Written by Shania Twain and Robert Johnn “Mutt” Lange
You know what's one of the best ways for a contemporary country song to worm its way into my heart? To display a mature and insightful perspective, or to tap into some universal truth, while dressing itself up with the catchiest of melodies and hooks.
That particular sweet spot is one that the female artists in country music tend to hit more often than the males – See “Deep Down,”“Hey Cinderella,” and “The Fear of Being Alone” for case studies. However, Tim McGraw's 1999 chart-topper “Something Like That” hits it, and hits it dead-on.

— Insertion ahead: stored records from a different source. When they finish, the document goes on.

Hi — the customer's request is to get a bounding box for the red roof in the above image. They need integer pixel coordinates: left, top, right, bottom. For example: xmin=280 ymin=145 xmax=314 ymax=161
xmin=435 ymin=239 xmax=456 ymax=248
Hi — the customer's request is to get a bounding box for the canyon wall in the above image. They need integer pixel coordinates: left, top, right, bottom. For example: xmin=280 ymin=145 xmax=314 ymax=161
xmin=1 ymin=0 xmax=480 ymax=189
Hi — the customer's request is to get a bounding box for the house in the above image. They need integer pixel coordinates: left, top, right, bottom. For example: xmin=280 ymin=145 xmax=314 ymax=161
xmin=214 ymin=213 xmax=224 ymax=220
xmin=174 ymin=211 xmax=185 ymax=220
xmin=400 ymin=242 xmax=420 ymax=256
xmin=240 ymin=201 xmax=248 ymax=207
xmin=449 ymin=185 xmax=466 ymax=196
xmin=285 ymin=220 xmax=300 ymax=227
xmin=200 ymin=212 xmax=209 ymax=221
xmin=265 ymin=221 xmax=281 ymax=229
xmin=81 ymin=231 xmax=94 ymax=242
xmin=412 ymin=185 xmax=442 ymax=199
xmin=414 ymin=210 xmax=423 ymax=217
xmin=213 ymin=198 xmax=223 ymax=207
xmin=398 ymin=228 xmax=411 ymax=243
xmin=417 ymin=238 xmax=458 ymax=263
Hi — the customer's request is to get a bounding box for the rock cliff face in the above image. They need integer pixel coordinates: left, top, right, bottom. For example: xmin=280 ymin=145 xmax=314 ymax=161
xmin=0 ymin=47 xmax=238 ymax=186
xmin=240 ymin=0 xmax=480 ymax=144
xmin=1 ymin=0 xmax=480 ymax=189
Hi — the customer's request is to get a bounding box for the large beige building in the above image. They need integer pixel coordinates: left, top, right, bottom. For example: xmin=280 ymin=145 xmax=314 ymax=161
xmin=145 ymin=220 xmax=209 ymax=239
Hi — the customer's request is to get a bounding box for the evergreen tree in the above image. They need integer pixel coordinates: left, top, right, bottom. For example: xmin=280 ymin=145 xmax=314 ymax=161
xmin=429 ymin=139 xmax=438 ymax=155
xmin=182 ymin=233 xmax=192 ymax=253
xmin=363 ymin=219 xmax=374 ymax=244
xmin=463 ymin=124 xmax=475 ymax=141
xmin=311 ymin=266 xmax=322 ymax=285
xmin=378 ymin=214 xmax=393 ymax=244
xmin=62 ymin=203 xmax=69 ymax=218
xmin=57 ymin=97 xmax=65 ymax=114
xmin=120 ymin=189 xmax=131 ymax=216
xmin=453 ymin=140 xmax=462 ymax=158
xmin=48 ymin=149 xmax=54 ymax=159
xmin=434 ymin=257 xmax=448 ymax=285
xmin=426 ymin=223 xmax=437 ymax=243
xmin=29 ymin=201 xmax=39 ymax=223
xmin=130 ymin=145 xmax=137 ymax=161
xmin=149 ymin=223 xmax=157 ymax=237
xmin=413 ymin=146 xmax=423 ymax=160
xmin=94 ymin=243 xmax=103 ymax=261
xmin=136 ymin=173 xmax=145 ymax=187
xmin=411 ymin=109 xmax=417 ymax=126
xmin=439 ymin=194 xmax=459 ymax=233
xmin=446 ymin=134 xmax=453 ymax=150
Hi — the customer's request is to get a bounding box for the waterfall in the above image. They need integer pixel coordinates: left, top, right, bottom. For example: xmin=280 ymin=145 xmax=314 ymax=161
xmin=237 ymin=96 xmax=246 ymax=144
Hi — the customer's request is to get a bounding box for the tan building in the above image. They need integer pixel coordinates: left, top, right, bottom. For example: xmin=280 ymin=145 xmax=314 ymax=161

The song recounts the narrator's youthful experience of falling in love for the very first time at age seventeen. The verses are replete with little details – a barbecue stain, a miniskirt, a suntan line, etc. Such details may seem to have little meaning, but in this particular context, they mean everything. In the second verse, the narrator has a chance encounter with his old flame while traveling on a plane, where she says “I bet you don't remember me, to which he replies “Only every other memory,” thus assuring her that she is hardly forgotten. “Like an old photograph, time can make a feeling fade,” he sings during the bridge, “but the memory of a first love never fades away.”
Through its vivid, detail-laden approach, the lyric effectively hones in on the fact that the experience of one's first love is, in itself, unforgettable. Every little aspect of the encounter feels significant in its own way, because it's a lifetime milestone that leaves a lasting impression. Indeed, “a heart don't forget something like that.”
The point is driven home by a sprightly piano hook, toe-tapping rhythm, and wildly catchy singalong-friendly chorus – a one-two punch that helps the record make an impression both as a great lyric and as a fun, catchy listen.